Even today, the wealthiest can afford to live in Paris, while the working class and new immigrants are forced into suburbs, with the border between the two divided by a highway called “the periphery” (its construction completed in 1973), a ring road that encircles all of Paris proper. As public life increasingly moved outdoors in the nineteenth century—to the boulevards, parks, and cafés—that public life still managed to self-select by wealth and status.

“[A] grand city that reflects, in its monuments and buildings, the history of a people will always be more interesting and picturesque than a new city built at right angles in which all streets look alike,” read one 1862 article from the French magazine L’Illustration, criticizing the clearance of central Paris.

Not everyone agrees with this vision of the baron as a ruthless control freak. Some of his contemporaries lauded the changes as necessary for an urban center that was dangerously overcrowded. Twentieth-century historians like Patrice de Moncan and others continue to defend Haussmann as a visionary. “There was no property-owning democracy. Everyone was dependent on the will of the landowners and the owners of the houses in Paris. In that particular context, he really took on the most powerful social group at that time, trying to offer a solution to urban problems,” Antoine Paccoud, a social geographer who has written extensively on Haussmann, told me.

The baron would be fired before he could complete some of his grandest projects, including the Opera Garnier (which would open its doors in 1875). As the partially excavated city remained incomplete after nearly twenty years of work, politicians grew tired of his vast vision—and its 2.5-billion-franc price tag (around $85 billion today). Napoleon III, one of Haussmann’s fiercest defenders, gave in to mounting criticism from the opposition party and dismissed the prefect. Within months of his firing, France would see yet another invasion from a foreign military (this time the Prussians) and the social uprising from the Paris Commune. And in the wake of that revolt there would be more change, more new buildings—including the towering Sacré Coeur Basilica, built in part to “expiate the crimes” of the Commune.

Haussmann would live out his days in a semi-exile on the island of Corsica, the birthplace of Napoleon Bonaparte.

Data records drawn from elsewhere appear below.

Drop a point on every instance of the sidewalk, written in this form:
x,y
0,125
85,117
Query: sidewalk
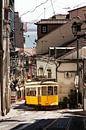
x,y
13,112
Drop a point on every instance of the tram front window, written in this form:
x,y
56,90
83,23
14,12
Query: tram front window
x,y
50,90
32,93
55,90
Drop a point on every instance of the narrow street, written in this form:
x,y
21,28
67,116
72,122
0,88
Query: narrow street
x,y
23,117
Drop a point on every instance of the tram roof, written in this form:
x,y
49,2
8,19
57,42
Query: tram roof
x,y
40,83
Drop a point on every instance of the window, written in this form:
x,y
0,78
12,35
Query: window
x,y
49,73
40,71
50,90
44,29
67,75
55,90
44,91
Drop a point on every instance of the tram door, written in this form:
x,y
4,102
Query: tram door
x,y
39,96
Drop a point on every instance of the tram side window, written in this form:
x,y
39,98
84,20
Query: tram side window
x,y
32,93
55,90
50,90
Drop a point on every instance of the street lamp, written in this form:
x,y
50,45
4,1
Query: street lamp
x,y
76,27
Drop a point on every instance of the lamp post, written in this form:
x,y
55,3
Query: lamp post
x,y
76,27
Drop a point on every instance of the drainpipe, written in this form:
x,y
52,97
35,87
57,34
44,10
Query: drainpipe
x,y
57,66
1,58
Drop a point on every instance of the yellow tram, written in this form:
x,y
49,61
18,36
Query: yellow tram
x,y
41,94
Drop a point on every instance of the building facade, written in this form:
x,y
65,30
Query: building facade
x,y
6,6
66,60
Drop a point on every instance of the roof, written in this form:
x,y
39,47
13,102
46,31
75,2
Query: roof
x,y
30,51
77,8
58,37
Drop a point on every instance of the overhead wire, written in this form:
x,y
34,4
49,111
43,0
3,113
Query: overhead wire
x,y
31,11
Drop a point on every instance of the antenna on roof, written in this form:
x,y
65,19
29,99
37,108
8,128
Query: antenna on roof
x,y
44,12
52,7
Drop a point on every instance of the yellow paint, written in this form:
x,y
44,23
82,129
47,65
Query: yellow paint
x,y
42,100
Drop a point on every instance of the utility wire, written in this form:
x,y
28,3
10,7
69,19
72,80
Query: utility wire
x,y
31,11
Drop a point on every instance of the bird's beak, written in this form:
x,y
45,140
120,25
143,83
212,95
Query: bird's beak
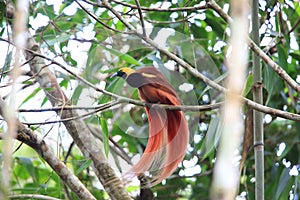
x,y
114,75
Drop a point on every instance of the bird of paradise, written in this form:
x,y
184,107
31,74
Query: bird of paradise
x,y
168,129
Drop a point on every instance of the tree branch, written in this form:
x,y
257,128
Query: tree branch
x,y
26,136
279,70
76,128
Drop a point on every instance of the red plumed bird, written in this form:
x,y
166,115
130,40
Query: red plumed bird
x,y
168,129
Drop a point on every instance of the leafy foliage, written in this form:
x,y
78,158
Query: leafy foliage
x,y
71,36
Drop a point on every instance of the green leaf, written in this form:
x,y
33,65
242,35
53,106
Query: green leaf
x,y
212,136
84,166
30,96
249,84
27,163
104,128
283,180
122,56
52,41
269,80
76,94
282,56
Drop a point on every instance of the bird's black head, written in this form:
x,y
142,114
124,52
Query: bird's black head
x,y
123,72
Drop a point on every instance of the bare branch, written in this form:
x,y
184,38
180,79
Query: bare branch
x,y
279,70
26,136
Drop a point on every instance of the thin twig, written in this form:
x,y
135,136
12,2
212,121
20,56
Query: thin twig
x,y
279,70
103,107
132,6
141,16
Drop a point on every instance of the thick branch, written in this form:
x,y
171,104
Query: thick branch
x,y
255,48
76,128
26,136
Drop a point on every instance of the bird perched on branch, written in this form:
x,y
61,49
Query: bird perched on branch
x,y
168,129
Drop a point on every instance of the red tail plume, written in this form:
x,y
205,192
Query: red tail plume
x,y
168,132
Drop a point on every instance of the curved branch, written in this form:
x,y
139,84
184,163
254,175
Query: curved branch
x,y
199,75
28,137
194,8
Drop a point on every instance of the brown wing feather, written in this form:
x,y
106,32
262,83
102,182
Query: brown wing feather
x,y
168,129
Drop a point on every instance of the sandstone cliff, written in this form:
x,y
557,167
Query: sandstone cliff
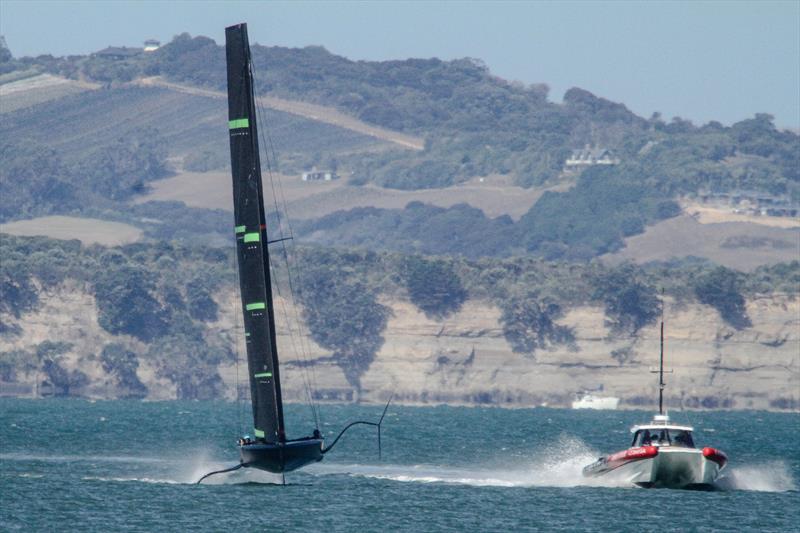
x,y
465,359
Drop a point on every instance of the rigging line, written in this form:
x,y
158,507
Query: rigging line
x,y
308,371
303,353
304,335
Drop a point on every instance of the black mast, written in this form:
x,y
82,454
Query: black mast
x,y
661,383
251,241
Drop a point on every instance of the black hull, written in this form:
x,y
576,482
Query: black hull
x,y
281,457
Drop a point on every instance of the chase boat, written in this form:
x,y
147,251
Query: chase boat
x,y
661,454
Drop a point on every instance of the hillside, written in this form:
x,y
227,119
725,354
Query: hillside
x,y
398,132
456,258
509,333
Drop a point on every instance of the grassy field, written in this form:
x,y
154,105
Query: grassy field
x,y
79,123
86,230
34,90
314,112
494,195
739,245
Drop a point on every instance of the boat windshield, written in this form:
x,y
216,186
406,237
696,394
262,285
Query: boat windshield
x,y
663,437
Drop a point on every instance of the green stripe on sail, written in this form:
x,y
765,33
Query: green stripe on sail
x,y
238,123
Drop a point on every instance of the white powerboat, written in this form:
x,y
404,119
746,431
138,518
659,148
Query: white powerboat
x,y
590,401
661,454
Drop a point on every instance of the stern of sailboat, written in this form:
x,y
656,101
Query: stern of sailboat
x,y
283,456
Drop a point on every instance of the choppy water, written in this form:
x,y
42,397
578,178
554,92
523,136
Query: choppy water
x,y
119,465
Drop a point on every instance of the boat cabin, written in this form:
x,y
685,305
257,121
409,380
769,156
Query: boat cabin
x,y
661,433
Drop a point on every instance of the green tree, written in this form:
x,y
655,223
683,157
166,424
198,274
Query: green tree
x,y
721,289
190,364
529,323
630,302
122,363
345,317
434,286
126,303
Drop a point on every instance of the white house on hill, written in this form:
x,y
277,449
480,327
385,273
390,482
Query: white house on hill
x,y
589,156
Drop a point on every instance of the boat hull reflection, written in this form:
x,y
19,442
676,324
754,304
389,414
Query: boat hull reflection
x,y
677,468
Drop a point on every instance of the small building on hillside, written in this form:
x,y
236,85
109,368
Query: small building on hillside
x,y
319,175
589,156
751,202
118,52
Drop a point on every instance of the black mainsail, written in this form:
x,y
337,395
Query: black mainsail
x,y
270,449
251,241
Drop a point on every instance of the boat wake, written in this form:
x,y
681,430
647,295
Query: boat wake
x,y
560,466
772,476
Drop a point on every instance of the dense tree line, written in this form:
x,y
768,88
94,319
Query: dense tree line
x,y
474,123
162,295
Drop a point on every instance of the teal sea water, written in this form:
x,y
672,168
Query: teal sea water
x,y
130,466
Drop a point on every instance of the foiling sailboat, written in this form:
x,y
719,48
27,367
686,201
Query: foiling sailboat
x,y
269,448
661,454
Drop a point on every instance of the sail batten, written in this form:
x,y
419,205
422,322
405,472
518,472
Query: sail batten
x,y
251,241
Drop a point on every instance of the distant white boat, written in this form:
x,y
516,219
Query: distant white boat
x,y
661,454
590,401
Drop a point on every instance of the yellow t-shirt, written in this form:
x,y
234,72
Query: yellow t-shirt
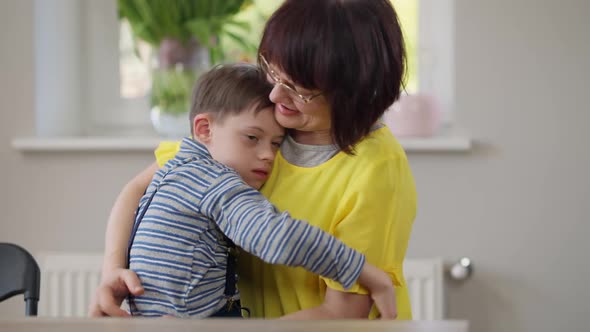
x,y
367,200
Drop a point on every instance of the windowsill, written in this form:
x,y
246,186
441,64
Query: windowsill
x,y
148,144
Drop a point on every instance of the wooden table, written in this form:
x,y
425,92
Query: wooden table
x,y
216,325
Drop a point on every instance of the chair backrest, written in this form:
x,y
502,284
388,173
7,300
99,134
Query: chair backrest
x,y
19,274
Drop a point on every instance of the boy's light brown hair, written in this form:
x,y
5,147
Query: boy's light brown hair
x,y
230,89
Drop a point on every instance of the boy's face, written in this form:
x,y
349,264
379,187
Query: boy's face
x,y
248,143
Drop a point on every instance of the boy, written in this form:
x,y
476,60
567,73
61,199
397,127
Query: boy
x,y
205,199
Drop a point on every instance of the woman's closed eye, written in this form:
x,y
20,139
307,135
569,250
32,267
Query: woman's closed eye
x,y
252,138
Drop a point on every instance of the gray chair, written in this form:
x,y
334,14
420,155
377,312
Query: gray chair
x,y
19,274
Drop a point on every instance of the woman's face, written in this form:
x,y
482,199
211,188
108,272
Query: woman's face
x,y
293,113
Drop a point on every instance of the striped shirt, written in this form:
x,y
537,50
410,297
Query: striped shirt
x,y
179,251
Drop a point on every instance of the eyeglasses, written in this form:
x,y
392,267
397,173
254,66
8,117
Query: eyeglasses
x,y
289,88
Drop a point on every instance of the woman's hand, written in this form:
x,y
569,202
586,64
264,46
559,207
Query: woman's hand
x,y
381,290
116,284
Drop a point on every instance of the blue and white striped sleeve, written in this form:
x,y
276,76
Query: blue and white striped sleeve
x,y
254,224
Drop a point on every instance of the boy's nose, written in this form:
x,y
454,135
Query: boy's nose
x,y
267,153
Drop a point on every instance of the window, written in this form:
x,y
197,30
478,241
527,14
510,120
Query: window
x,y
89,81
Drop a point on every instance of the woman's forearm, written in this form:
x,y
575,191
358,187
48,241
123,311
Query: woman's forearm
x,y
121,219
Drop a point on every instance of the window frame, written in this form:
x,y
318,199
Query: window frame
x,y
77,42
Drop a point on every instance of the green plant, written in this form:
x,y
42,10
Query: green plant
x,y
171,90
208,21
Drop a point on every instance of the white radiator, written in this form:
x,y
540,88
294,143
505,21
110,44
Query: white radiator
x,y
68,282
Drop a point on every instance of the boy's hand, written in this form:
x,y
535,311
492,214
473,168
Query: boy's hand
x,y
111,292
381,290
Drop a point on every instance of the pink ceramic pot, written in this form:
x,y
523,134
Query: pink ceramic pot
x,y
413,116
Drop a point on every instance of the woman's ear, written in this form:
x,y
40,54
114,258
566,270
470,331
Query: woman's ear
x,y
202,128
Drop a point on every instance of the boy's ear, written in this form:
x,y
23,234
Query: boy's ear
x,y
202,128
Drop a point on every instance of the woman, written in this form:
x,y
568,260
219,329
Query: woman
x,y
337,66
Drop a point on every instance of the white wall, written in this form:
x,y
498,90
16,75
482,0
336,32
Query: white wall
x,y
518,204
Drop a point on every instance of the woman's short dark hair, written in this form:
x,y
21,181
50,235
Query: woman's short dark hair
x,y
352,50
230,89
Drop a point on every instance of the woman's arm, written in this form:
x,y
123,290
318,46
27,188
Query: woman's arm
x,y
117,282
337,305
343,305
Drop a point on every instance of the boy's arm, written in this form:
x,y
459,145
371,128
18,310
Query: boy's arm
x,y
121,219
117,281
255,225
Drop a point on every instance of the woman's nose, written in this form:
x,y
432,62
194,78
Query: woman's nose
x,y
278,94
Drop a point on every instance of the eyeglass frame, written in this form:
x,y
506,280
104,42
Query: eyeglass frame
x,y
277,80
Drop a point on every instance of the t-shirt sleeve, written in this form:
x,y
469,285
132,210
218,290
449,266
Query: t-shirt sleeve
x,y
375,217
166,151
252,223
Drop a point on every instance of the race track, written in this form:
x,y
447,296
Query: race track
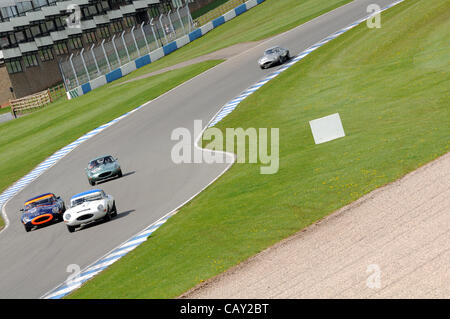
x,y
33,263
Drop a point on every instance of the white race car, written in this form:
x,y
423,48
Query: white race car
x,y
89,206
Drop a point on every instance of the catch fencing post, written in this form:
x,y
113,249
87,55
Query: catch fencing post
x,y
73,69
135,42
106,57
191,22
145,38
172,30
84,64
62,74
125,45
154,35
181,21
162,27
115,50
95,59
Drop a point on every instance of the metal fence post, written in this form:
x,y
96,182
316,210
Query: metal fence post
x,y
135,42
115,50
62,75
145,38
191,22
154,35
73,69
84,64
162,27
125,45
181,21
95,59
172,30
106,57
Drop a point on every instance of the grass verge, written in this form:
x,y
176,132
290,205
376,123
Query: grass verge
x,y
254,25
207,8
390,86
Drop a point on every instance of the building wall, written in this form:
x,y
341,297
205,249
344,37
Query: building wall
x,y
36,78
5,84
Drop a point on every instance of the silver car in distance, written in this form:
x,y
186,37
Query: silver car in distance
x,y
273,56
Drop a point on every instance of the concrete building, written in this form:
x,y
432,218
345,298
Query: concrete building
x,y
35,34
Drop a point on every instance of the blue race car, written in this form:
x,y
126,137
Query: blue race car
x,y
42,210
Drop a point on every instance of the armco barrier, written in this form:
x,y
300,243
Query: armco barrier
x,y
159,53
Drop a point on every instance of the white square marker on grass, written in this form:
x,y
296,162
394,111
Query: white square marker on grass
x,y
327,128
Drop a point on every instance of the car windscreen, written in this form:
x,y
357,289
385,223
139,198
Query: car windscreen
x,y
42,202
100,161
271,51
90,198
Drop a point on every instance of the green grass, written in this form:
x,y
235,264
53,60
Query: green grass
x,y
27,141
256,24
207,8
5,110
389,85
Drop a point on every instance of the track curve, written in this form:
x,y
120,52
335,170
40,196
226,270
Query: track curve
x,y
33,263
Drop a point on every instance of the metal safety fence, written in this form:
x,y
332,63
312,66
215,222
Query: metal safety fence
x,y
102,58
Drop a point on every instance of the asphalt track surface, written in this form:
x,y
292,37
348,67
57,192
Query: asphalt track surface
x,y
33,263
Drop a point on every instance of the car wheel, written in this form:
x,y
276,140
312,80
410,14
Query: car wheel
x,y
114,210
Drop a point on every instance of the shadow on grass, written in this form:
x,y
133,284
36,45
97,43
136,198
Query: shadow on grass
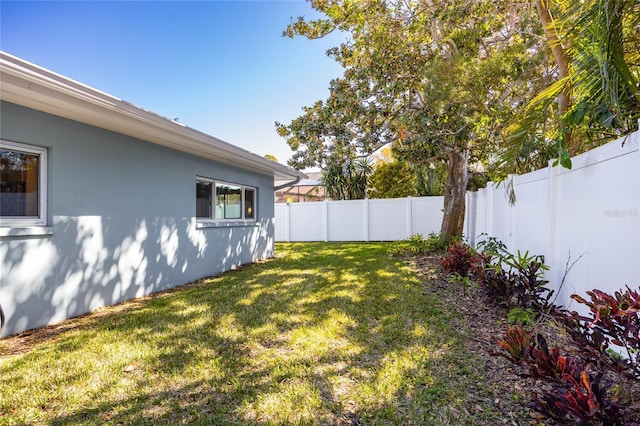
x,y
325,333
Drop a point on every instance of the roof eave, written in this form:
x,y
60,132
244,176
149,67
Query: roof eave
x,y
34,87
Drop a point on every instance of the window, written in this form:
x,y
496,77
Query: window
x,y
22,184
222,201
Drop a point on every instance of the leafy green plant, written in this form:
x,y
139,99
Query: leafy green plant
x,y
510,279
516,342
416,245
521,316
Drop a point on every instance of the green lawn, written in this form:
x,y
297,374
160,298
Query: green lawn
x,y
323,334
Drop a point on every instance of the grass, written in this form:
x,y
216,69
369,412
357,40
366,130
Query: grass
x,y
323,334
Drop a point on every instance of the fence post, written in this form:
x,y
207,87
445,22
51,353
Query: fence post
x,y
287,220
366,219
489,210
553,224
409,217
325,221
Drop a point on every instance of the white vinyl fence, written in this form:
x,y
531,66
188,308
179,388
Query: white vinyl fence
x,y
358,220
592,210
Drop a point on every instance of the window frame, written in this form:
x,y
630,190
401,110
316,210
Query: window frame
x,y
41,219
243,216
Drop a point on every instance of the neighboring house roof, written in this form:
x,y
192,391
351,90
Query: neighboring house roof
x,y
34,87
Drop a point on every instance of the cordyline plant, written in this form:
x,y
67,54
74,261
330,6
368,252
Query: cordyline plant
x,y
614,319
582,391
577,396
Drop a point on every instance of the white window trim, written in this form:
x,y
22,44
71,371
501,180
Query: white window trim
x,y
41,220
240,220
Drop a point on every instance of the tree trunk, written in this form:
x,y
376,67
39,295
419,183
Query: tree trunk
x,y
562,60
454,193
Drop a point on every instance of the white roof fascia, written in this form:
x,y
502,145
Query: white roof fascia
x,y
31,86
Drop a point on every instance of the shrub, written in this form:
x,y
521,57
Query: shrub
x,y
417,245
521,316
461,259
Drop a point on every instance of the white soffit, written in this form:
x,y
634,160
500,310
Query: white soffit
x,y
31,86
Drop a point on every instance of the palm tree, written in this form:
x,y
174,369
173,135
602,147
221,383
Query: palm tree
x,y
595,96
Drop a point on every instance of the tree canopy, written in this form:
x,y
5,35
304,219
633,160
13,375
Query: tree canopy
x,y
447,82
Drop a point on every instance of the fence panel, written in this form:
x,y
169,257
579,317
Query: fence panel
x,y
347,220
426,215
592,210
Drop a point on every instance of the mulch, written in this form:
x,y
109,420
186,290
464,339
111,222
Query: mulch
x,y
482,325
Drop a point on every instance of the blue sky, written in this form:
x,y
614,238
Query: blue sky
x,y
221,67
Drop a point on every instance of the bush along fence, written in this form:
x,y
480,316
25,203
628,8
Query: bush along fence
x,y
592,375
591,212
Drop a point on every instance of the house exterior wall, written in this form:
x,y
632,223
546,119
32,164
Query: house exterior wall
x,y
121,213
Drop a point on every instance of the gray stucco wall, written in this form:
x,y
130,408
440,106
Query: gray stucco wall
x,y
122,214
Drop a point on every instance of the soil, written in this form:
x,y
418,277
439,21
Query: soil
x,y
483,324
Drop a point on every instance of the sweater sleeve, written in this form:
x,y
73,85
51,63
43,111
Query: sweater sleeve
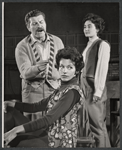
x,y
102,68
32,107
63,105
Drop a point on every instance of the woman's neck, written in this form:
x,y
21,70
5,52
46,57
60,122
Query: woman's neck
x,y
93,38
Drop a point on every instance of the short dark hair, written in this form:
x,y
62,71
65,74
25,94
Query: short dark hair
x,y
33,13
72,54
96,20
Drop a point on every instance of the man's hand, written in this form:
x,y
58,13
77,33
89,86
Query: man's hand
x,y
9,136
8,103
42,65
95,99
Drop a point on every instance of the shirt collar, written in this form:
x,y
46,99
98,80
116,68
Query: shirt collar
x,y
35,40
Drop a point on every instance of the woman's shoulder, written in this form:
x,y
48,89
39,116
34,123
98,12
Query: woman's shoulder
x,y
105,43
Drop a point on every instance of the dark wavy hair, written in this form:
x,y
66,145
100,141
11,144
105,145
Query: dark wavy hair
x,y
96,20
72,54
33,13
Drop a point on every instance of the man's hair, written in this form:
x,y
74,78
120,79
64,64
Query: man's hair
x,y
33,13
72,54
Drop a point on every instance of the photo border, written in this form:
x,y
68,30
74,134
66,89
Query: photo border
x,y
120,58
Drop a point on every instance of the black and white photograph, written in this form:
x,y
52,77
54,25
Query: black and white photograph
x,y
61,74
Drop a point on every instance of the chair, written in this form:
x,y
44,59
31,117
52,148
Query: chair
x,y
85,136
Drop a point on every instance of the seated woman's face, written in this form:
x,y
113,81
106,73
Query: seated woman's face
x,y
67,69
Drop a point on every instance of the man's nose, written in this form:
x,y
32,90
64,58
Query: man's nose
x,y
39,24
64,69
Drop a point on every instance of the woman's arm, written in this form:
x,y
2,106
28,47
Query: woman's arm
x,y
63,105
32,107
102,68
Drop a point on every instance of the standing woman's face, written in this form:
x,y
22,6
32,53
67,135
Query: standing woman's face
x,y
67,69
90,29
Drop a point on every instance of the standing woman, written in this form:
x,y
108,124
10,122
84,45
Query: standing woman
x,y
93,79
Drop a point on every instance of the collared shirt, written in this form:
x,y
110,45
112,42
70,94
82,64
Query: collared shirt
x,y
102,65
42,47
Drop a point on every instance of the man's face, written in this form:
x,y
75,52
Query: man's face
x,y
37,27
67,69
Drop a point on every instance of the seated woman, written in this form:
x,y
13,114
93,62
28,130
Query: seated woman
x,y
60,120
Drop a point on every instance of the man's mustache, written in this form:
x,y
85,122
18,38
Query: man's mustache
x,y
40,29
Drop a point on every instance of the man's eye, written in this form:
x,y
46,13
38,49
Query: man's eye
x,y
61,67
34,23
69,67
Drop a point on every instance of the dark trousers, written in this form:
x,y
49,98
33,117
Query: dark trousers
x,y
14,118
97,113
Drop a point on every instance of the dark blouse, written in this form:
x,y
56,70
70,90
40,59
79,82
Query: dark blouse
x,y
66,102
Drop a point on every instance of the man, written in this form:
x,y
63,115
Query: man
x,y
35,57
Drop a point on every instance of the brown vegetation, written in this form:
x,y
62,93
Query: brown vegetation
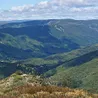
x,y
29,91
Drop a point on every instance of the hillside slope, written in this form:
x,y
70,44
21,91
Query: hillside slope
x,y
41,38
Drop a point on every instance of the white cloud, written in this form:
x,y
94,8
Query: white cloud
x,y
77,9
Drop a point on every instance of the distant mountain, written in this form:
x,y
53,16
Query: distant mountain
x,y
40,38
63,52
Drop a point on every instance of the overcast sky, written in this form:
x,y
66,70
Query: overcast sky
x,y
48,9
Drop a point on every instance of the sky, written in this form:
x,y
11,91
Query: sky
x,y
48,9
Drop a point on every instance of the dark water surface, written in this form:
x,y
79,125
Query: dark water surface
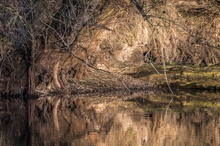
x,y
192,119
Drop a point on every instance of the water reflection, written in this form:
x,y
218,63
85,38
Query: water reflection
x,y
137,120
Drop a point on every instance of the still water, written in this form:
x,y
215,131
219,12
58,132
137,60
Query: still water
x,y
140,119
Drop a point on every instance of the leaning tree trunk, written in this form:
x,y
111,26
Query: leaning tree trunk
x,y
31,90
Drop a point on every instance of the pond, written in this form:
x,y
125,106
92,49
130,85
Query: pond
x,y
140,119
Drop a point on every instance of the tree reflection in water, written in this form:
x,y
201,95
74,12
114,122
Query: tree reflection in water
x,y
102,121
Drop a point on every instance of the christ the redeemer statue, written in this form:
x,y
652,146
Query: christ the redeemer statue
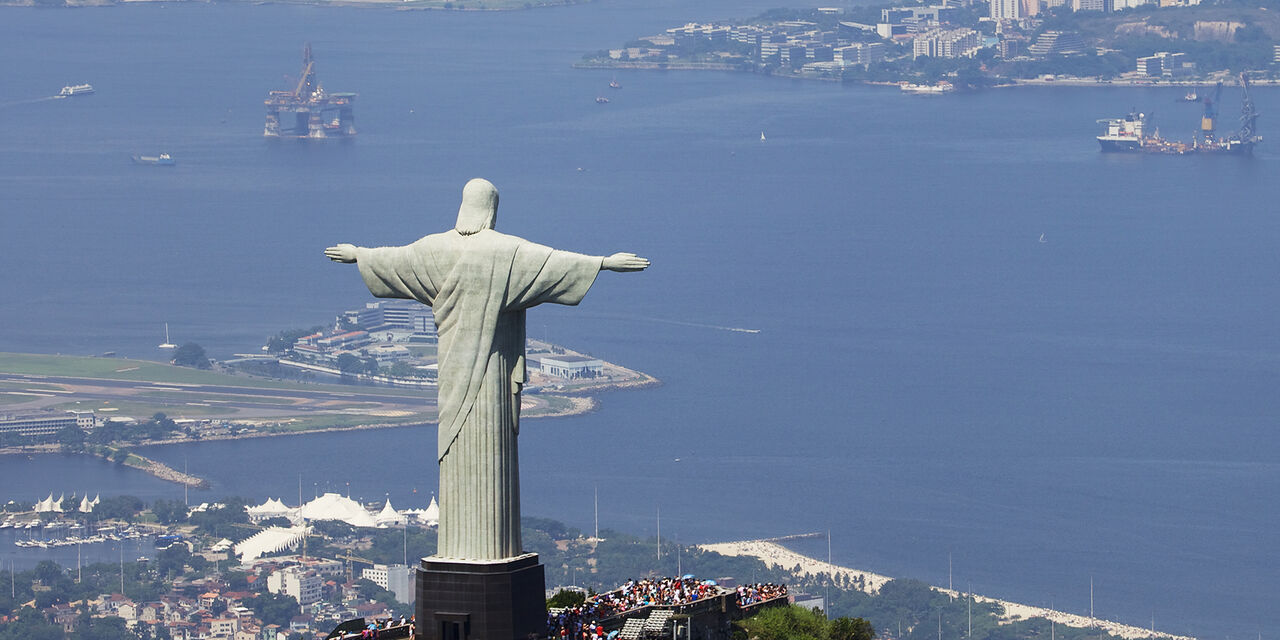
x,y
479,283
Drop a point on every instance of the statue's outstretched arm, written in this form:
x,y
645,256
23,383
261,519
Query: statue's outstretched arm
x,y
344,254
624,263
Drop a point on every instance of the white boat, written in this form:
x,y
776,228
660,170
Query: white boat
x,y
160,160
76,90
167,344
927,90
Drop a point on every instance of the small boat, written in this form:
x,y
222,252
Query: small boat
x,y
927,90
76,90
167,344
160,160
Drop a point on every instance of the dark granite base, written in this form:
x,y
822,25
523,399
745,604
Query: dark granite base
x,y
471,600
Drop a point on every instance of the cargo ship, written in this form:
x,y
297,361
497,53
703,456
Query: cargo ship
x,y
927,90
160,160
1130,133
1124,133
76,90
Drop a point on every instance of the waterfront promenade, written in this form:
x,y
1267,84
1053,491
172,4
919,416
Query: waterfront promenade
x,y
773,553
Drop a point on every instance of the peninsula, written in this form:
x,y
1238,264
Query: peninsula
x,y
775,554
932,49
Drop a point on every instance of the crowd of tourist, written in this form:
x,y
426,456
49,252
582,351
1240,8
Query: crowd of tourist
x,y
583,622
758,593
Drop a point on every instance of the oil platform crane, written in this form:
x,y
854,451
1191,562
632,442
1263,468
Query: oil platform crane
x,y
309,110
1248,114
1208,122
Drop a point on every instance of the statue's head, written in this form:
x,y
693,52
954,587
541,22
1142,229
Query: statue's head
x,y
479,208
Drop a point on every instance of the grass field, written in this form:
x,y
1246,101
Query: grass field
x,y
145,370
145,410
14,398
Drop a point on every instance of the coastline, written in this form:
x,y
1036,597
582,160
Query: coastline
x,y
772,553
1004,83
580,401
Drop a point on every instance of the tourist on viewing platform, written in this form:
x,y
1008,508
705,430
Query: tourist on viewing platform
x,y
580,622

Long after his death in 1891, architects and local Parisians alike continued to debate his legacy. The democratic government that took power after Napoleon III dismissed him as a ruthless tyrant who destroyed Paris in a quest for uniformity. His defenders called him the century’s great innovator, a man who brought light, space, and innovation to a dangerously unsanitary city. The barricades, that tool of social revolt so despised by the baron and his contemporaries, would rise again in 1968 and even in 2018—this time in the shadow of Haussmann’s ubiquitous buildings.